Türkiye'nin dış siyasetine ilişkin NATO'nun etkisine dairse Gerger, tespitlerini şöyle sıralıyor:
"NATO, Türkiye'ye iki görev vermişti: Doğu-batı ekseninde verdiği sosyalizm düşmanlığı Sovyetler Birliği'nin ortadan kalkmasıyla yok oldu. Kuzey-güney eksenindeyse Ortadoğu odağında ezilen halklara karşı emperyalizmin savunuculuğunu yapıp tetikçi olmak görevi, bugün genişleyerek sürüyor. Çünkü NATO, sorumluluk alanı tüm dünyayı kapsar biçime getirip evrensel bir güç haline geldi. Halkların demokratik talepleri de kriminalize edildi. Türkiye de eskiden sadece Ortadoğu'yu odakta tutarken bugün Afganistan'a kadar uzandı."
"60 yıl yeter!"
Gerger, NATO'nun Türkiye'nin dış siyasetindeki bu rolünün iç siyasette de yozlaşmaya, çürümeye, şovenizmi ve militarizmi tetiklediğine dikkat çekiyor.
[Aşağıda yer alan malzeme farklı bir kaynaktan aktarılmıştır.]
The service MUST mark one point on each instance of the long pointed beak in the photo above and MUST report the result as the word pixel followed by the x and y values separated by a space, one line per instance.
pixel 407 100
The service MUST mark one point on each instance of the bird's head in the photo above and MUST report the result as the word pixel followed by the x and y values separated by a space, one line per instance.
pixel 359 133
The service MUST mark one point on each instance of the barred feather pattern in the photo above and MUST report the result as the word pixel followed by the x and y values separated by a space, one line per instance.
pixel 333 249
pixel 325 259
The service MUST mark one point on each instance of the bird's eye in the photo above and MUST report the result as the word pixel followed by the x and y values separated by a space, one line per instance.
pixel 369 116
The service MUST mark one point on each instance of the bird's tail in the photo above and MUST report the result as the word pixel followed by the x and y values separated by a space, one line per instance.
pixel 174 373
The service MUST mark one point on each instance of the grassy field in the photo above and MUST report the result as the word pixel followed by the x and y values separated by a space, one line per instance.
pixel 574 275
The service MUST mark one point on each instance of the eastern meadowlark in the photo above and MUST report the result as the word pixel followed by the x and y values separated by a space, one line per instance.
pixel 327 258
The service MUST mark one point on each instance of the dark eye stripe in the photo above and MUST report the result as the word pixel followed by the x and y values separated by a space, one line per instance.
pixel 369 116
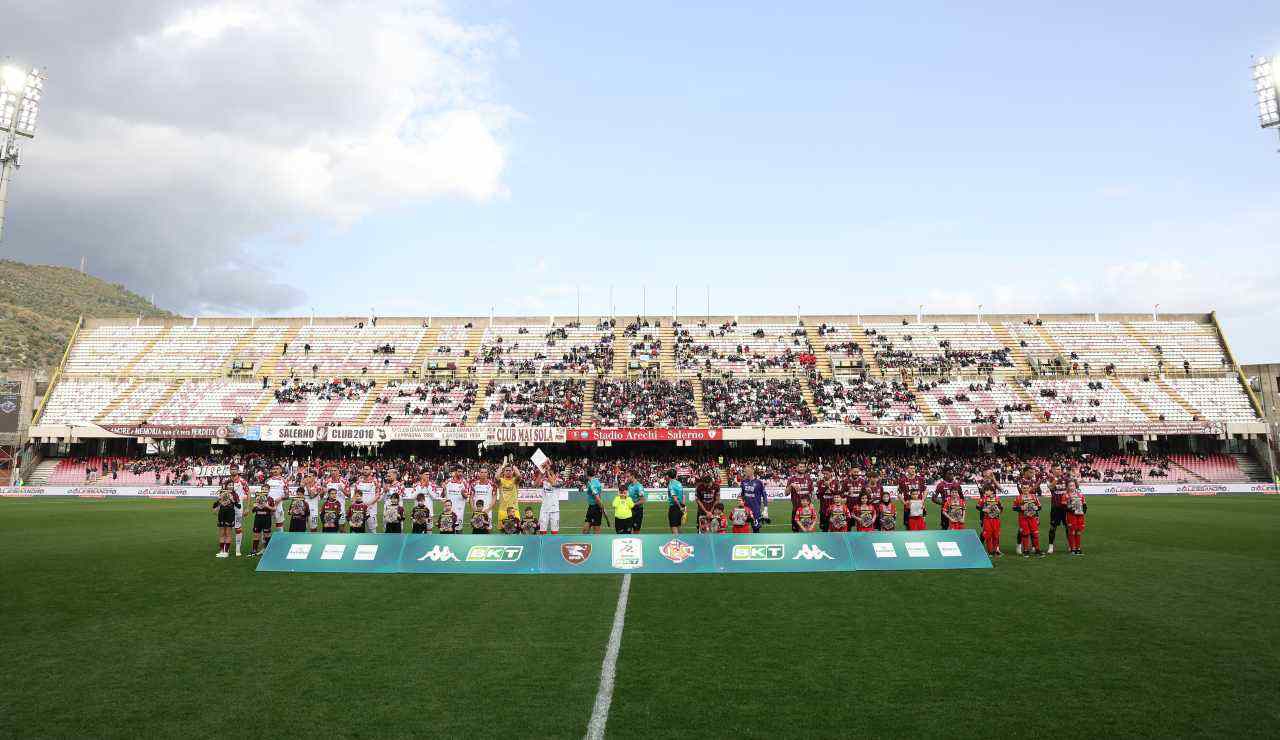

NATO karşıtlığının bugün ne kadar önem taşıdığını sorduğumuz Gerger'in yanıtı şöyle:
"NATO'nun reforme edilmesi, NATO içinde tavır koymak falan... Bütün bunların zamanı çoktan geçti. Bugün yapılacak tek şey var: '60 yıl yeter' demek. Doğrudan NATO'nun global bir perspektifle fesh edilmesini ve ayrıca her ülkenin NATO üyeliğinden tek taraflı çekilmesini savunmaktır."
NATO karşıtları yarın (2 Nisan) akşam19:30'da Taksim Gezi Parkı'nda, cumartesi (4 Nisan) Kadıköy'de, 12:00'de yapılacak mitingte buluşup "NATO'ya hayır" diyecekler. (EZÖ)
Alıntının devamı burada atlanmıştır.